3.Improving Compliance & Capabilities – Financial services deal with heaps of documents for processing.
For example, loan applications contain their customers' sensitive personal and financial information. Automating and digitizing processes such as document collection and file management can reduce the risk of exploitation of sensitive information. Not only that, it can also accelerate the process, improve regulatory compliance, and reduce workload.
The best strategy is to deploy fintech-specific services to reduce risk and improve compliance for our clients while keeping such risks in mind.

Role of Technology in Fraud Prevention
The financial services industry is leading the digital transformation revolution, and we are all excited to adopt innovative tech solutions that connect financial services to the end consumer. But at the same time, the industry must invest in tech solutions to protect themselves and their customers against digital fraud. It becomes essential in a country like India, where the challenge is keeping pace with technological evolution. The good news is that fraud prevention solutions can now be integrated into the customer journey and onboarding process to empower the system against miscreants. Here's a look at some examples –

The need of the hour is a comprehensive data-driven approach to risk management and fraud prevention



1.Synthetic Identity Fraud – Counterfeiting private records of an individual or organization to use their identity for financial gain is defined as synthetic identity fraud.

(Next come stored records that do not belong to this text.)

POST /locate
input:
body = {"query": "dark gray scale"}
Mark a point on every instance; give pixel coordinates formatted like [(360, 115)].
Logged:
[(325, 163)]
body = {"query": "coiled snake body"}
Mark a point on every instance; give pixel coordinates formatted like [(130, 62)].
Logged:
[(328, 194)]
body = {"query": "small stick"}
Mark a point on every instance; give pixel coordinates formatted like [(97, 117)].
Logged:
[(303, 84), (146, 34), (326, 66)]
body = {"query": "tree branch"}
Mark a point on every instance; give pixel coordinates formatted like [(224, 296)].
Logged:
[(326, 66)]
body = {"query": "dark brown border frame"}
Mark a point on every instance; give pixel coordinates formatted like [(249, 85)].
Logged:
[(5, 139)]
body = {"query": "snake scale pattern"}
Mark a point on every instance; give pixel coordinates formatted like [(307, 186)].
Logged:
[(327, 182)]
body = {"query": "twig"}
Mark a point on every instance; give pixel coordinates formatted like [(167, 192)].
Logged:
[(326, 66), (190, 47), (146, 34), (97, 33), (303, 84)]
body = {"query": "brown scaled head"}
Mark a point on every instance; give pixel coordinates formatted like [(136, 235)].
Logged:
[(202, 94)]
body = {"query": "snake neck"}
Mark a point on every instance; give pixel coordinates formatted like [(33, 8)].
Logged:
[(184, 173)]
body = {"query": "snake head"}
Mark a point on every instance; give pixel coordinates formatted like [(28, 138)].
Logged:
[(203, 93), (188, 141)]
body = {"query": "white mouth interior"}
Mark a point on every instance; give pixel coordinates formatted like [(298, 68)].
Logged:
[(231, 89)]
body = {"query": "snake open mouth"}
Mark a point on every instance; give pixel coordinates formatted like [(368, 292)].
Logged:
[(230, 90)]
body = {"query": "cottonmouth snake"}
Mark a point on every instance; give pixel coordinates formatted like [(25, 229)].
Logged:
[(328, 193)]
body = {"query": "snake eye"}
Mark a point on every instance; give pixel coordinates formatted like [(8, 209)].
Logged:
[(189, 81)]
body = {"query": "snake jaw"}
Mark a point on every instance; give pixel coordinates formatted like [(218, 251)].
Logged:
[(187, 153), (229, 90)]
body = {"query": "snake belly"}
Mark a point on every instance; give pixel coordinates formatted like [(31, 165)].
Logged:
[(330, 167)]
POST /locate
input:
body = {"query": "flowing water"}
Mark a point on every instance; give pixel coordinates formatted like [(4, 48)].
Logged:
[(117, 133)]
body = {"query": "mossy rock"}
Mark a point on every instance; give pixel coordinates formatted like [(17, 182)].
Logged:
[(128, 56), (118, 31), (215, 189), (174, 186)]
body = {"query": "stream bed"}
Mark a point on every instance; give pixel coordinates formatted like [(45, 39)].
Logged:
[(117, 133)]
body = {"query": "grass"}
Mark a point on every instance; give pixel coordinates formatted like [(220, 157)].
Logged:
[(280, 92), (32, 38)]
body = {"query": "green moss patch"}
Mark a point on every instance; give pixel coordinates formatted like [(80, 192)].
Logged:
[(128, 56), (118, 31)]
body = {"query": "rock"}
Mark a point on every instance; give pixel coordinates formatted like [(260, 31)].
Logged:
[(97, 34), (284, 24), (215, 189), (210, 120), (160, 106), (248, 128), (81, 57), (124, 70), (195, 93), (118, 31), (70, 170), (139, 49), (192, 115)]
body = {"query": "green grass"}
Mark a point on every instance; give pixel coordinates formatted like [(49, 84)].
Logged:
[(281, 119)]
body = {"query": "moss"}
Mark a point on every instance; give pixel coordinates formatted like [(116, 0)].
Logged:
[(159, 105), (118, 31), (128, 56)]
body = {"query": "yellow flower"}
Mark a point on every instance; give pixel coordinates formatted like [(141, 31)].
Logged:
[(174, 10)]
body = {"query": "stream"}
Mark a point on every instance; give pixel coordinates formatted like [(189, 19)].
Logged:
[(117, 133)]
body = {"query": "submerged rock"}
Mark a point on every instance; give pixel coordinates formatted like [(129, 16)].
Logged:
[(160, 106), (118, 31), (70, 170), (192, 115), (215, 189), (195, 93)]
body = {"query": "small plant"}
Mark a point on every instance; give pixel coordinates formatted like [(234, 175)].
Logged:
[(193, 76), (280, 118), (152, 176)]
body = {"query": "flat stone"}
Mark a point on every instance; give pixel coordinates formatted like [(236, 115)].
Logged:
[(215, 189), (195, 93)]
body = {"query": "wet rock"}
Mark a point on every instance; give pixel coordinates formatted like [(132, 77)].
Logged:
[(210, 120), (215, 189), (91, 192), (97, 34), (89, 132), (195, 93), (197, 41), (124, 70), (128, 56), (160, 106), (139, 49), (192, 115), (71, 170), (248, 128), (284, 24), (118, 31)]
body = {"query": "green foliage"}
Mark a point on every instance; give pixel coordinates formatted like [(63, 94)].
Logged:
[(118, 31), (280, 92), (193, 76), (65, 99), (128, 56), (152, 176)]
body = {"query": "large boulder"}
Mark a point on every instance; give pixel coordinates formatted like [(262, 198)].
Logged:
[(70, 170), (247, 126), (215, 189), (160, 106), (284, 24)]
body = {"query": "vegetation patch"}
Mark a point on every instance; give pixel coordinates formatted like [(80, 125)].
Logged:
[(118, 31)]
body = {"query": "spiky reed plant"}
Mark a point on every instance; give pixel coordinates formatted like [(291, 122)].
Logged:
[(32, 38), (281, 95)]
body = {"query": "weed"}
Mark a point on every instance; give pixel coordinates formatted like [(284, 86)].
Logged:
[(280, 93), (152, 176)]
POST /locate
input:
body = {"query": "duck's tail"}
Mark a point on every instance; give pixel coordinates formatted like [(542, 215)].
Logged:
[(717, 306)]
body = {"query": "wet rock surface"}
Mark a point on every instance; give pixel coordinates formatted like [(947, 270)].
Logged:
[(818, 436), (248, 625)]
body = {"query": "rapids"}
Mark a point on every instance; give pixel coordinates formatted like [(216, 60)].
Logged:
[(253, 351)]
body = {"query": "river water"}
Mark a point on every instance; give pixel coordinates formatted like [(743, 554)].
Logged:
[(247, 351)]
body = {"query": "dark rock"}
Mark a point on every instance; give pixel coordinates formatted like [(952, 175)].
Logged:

2.Misleading information during KYC, loan application, or insurance claim are just a few examples of synthetic identity fraud. It is advisable to invest in multi-layered security technology that leverages biometric technology. Behavioral biometrics can be vital in spotting and preventing fraud in real-time. Using intelligent video tech for KYC also allows service providers to verify all details instantaneously and prevents the use of synthetic identities.

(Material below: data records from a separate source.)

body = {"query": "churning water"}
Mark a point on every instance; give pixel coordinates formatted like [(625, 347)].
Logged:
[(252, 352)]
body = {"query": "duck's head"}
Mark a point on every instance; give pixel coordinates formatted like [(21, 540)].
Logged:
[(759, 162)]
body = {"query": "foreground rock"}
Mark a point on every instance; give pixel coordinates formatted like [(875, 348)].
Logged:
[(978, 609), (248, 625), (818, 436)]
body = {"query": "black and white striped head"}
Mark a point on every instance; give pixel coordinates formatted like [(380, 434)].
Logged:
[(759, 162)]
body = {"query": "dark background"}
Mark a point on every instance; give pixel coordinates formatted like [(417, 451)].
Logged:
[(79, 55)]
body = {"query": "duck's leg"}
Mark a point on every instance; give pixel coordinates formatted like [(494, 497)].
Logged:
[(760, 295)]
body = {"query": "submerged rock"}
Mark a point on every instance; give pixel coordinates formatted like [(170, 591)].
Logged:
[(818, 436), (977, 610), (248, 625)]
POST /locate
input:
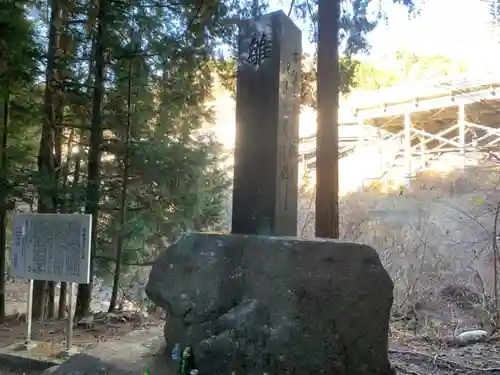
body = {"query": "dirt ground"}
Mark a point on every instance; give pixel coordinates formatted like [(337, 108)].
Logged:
[(410, 355), (50, 336)]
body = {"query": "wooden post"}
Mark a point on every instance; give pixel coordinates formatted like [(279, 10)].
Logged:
[(461, 127), (407, 147), (327, 140)]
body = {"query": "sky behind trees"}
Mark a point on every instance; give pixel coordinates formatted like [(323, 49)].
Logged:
[(459, 29)]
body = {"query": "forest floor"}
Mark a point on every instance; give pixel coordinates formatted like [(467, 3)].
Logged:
[(420, 356), (50, 336), (411, 355)]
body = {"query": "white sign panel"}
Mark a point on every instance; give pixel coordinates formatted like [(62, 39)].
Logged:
[(53, 247)]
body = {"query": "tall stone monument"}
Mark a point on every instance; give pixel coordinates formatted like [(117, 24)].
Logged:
[(267, 127)]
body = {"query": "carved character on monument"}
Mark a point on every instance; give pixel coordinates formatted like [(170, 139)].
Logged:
[(259, 50)]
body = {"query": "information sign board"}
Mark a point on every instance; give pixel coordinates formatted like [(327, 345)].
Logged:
[(53, 247)]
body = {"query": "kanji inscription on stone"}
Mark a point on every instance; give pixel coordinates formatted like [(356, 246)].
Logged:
[(267, 127)]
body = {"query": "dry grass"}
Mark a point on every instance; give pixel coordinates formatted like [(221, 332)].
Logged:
[(433, 239)]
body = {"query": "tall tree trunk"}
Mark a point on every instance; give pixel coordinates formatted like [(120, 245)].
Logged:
[(123, 197), (64, 207), (46, 163), (327, 152), (94, 163), (3, 201)]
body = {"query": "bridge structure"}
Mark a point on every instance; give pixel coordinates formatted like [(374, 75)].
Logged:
[(424, 121)]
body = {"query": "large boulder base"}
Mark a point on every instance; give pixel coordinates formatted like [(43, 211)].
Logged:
[(281, 305)]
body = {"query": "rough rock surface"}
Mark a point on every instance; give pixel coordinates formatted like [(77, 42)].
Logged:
[(254, 304)]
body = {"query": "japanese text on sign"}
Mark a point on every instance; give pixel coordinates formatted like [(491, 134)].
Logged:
[(54, 247)]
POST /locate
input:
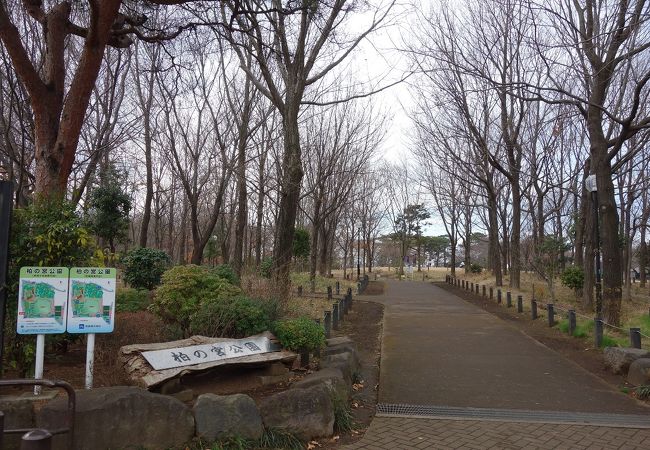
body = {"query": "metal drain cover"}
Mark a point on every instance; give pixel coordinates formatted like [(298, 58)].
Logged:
[(513, 415)]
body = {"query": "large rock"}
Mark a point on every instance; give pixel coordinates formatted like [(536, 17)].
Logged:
[(119, 417), (307, 413), (223, 416), (18, 413), (639, 372), (331, 378), (618, 359)]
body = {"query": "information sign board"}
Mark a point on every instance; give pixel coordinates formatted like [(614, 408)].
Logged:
[(91, 301), (42, 299)]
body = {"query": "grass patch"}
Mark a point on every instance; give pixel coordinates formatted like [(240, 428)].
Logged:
[(278, 439)]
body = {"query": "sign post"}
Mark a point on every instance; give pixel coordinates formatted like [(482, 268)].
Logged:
[(92, 308), (42, 301), (6, 195)]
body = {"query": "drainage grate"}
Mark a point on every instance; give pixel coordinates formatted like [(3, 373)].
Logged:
[(513, 415)]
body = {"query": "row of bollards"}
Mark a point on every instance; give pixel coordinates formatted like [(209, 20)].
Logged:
[(634, 333), (331, 319)]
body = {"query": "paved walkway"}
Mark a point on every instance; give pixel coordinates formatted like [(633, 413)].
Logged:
[(455, 376)]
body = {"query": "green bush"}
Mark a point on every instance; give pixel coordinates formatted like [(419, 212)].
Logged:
[(237, 317), (299, 334), (226, 272), (184, 289), (266, 267), (573, 277), (144, 266), (132, 300)]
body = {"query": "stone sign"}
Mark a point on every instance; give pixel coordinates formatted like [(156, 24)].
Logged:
[(198, 354)]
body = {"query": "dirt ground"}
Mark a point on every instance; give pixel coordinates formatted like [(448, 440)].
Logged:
[(581, 351)]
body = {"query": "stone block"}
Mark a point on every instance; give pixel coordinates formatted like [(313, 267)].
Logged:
[(121, 417), (618, 359), (223, 416), (639, 372), (307, 413)]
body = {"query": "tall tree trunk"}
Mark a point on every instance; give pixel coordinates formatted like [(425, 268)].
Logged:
[(289, 199)]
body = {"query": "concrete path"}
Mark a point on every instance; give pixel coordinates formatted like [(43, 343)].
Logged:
[(455, 376)]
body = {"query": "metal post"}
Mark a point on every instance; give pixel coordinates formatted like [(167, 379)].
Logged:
[(598, 332), (533, 309), (328, 324), (90, 359), (635, 337), (36, 440), (40, 357), (572, 322), (6, 203)]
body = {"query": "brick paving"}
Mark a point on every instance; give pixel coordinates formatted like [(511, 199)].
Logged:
[(435, 347), (397, 433)]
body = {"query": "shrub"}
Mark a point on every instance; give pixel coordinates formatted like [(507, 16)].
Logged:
[(475, 268), (144, 266), (182, 291), (266, 267), (237, 317), (132, 300), (226, 271), (300, 334), (573, 277)]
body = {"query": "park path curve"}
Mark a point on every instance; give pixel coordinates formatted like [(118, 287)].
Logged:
[(455, 376)]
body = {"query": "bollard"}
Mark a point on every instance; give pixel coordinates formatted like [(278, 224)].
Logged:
[(598, 332), (328, 324), (533, 309), (635, 337), (317, 351), (572, 322), (335, 316), (36, 440), (304, 358), (551, 314)]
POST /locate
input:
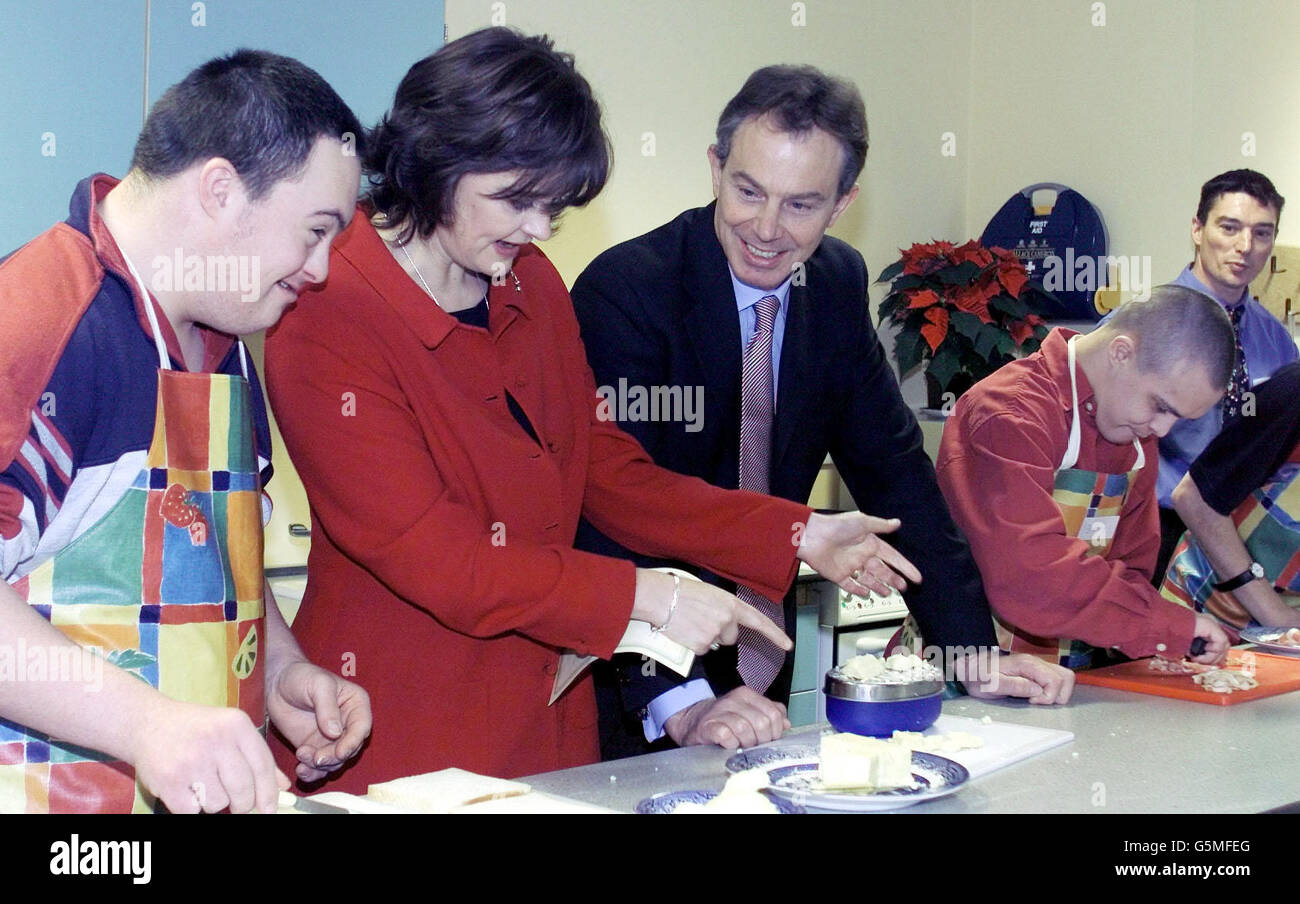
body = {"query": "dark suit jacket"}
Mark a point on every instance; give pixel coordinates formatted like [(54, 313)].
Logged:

3.Channel Fraud – The process of onboarding merchants is complex and risk-prone. Numerous diligence checks and third-party verification is imperative to ensure fraud prevention. Establishing an error-proof merchant onboarding process can send operation costs spiraling. Choose a blockchain-enabled solution to combat channel fraud and leverage emerging technologies such as liveness checks, face match checks, voice biometrics, and geolocation tagging to create a robust ecosystem that cannot be defrauded.

As the fintech market continues to grow, there will be more innovative, AI-integrated ways to prevent fraud and mitigate risk in fintech. The need of the hour is a comprehensive data-driven approach to risk management and fraud prevention. Fintech businesses should proactively implement the latest technology and gather data that offers better insight into patterns of fraudulent activities and uncovers all aspects of business risk.